Start building a positive credit score
Understand and Leverage the Power of Compounding
The best time to start investing is yesterday! Yes, you read that right. It’s never too early to start investing and if you haven’t already begun, the best time to take the plunge is right now. This is because the law of compounding comes into play here. Compounding happens when the interest you earn on your invested amount is reinvested to yield more interest, and this snowballs to keep increasing your returns. Therefore, if you start early, your money has more time to benefit from compounding and thus drive higher returns. Those who understand compounding and how they can put it into practice can really make money work for them over the long run.
The following graph depicts how compounding works with an example:

How compounding works
Image Source
Avoid Maxing Credit Cards Like the Plague
Using your credit card moderately, while keeping your limit in check is even more critical than getting one. Maxing out your credit cards could severely hurt your credit score, making it hard for you to get approved for mortgages and insurance, and even harder to repay the higher amount. Remember that the ideal credit utilization ratio is between 10%-30%, so never spend more than 30% of your credit limit.
In fact, if you are just starting out, make it a point to never spend more than you own in your checking account, even if you are paying with your credit card. Resist the temptation to buy today and then figure out how you are going to repay your credit card bills.

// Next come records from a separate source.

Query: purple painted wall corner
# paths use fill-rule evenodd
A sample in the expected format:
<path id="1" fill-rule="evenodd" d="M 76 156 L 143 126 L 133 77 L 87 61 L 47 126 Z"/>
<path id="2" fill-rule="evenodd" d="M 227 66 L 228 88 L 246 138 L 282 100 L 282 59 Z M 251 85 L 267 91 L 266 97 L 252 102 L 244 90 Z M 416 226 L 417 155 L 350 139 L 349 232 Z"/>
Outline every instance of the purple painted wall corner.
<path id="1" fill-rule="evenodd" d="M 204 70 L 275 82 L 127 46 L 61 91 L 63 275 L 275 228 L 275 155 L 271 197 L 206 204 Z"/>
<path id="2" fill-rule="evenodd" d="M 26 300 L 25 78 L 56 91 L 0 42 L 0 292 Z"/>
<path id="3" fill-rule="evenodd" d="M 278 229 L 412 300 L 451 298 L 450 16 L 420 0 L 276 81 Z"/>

Never max out your credit card
Prepare for a Rainy Day: Start an Emergency Fund Today
If the pandemic has taught us anything about managing our finances well, it’s that not having an emergency fund to rely on can be really risky. So, from the 20% that you are saving each month, set a little aside to create an emergency fund, only for rainy days. This habit will allow you to live stress-free, knowing that you have got yourself and your loved ones covered in case of emergencies. And if you don’t end up using it for years, imagine how much more you can contribute towards your retirement, even if you set aside a tiny fraction of your salary.

Start an emergency fund and add to it regularly
Start Early, and Achieve Financial Freedom Faster
While these actionable tips are a great starting point, consider them only that - a starting point. There is so much to personal finance intelligence that can help you take control of your money, save more, invest smarter, and plan a hiccup-free future. Inculcating the habit of reading books such as The Psychology of Money, The Intelligent Investor, and Think and Grow Rich will help grasp concepts faster, implement them better, and achieve financial freedom faster.